She was the author of six full-length collections, the blue pearl, worked on screen, memory's morning, the butterflies and the burnings, correspondence with nobody, and to be continued. She was also known for her poetic sequences that work with notarikon – originally a rabbinic and Kabbalistic method used to interpret the Hebrew Scriptures. She redeployed and elaborated it as a contemporary poetic procedure, engaging with diverse languages and texts, both ancient and modern.[citation needed]

Early life[edit]

The great-granddaughter of Jewish immigrants to Britain at the turn of the 20th century, Anne Blonstein was born and raised in the Home Counties – first Harpenden, Hertfordshire, then moving with her family to Surrey when she was 11.[1] Before leaving Britain in 1983, she spent six years in Cambridge, where she took a degree in Natural Sciences followed by a PhD in genetics and plant breeding.[1]

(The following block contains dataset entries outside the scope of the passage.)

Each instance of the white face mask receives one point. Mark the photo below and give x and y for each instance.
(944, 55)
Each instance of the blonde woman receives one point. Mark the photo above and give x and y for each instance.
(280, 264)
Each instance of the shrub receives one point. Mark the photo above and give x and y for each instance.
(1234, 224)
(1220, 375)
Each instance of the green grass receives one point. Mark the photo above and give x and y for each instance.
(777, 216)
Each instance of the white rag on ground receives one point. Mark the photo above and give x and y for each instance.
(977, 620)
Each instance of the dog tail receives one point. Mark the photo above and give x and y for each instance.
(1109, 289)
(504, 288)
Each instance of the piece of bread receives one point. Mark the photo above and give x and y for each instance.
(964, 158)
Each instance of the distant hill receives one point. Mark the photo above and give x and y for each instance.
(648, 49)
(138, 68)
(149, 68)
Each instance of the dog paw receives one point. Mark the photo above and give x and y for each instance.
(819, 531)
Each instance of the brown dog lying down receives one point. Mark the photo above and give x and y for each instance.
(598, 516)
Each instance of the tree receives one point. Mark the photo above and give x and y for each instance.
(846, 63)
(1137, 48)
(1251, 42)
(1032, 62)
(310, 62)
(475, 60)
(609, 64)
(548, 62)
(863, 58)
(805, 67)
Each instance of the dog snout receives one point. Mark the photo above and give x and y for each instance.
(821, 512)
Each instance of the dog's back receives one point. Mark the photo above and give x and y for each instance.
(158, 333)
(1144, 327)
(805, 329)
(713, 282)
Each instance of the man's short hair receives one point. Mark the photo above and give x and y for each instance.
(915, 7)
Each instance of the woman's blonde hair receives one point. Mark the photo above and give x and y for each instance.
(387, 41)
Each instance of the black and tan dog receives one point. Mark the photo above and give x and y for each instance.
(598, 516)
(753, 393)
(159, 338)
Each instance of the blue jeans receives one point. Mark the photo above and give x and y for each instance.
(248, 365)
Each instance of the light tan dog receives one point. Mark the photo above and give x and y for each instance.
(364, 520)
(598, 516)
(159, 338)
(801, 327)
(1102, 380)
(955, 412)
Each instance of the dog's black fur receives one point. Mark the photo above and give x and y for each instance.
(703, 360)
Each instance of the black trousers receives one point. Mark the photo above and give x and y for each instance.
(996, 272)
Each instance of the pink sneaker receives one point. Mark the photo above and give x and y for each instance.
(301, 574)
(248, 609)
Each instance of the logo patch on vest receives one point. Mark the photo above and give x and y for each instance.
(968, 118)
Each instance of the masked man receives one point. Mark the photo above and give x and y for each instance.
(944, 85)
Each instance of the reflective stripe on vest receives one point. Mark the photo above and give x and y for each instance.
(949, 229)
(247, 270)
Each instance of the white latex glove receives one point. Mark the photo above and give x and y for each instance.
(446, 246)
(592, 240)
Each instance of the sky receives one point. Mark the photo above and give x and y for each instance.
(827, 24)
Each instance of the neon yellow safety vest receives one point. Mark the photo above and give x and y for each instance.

Blonstein lived in Basel, Switzerland, where she earned a living as a freelance translator and editor.

"[Blonstein's] terse, unusual images are the outcome of an English language that, mated to the other idioms she lives with – German, French, and Hebrew – shapes the transnational world of a language nomad. … In her most recent work, Hebrew … has become the place to which she ties her English and the other languages she uses in her life through graphic/visual and semantic associations. … [F]or Blonstein languages, with their varieties and differences, have become the endangered species of our globalized world." – Marina Camboni, Contemporary Women's Writing, Oxford University Press[2]

Blonstein also collaborated on projects with other artists, including the ceramist Pat King, and the Swiss composers Mela Meierhans[3] and Margrit Schenker. Her works appeared in Denver Quarterly,[4] Descant,[5] Dusie,[6] How2,[7] Indiana Review and[8] the Notre Dame Review.[9]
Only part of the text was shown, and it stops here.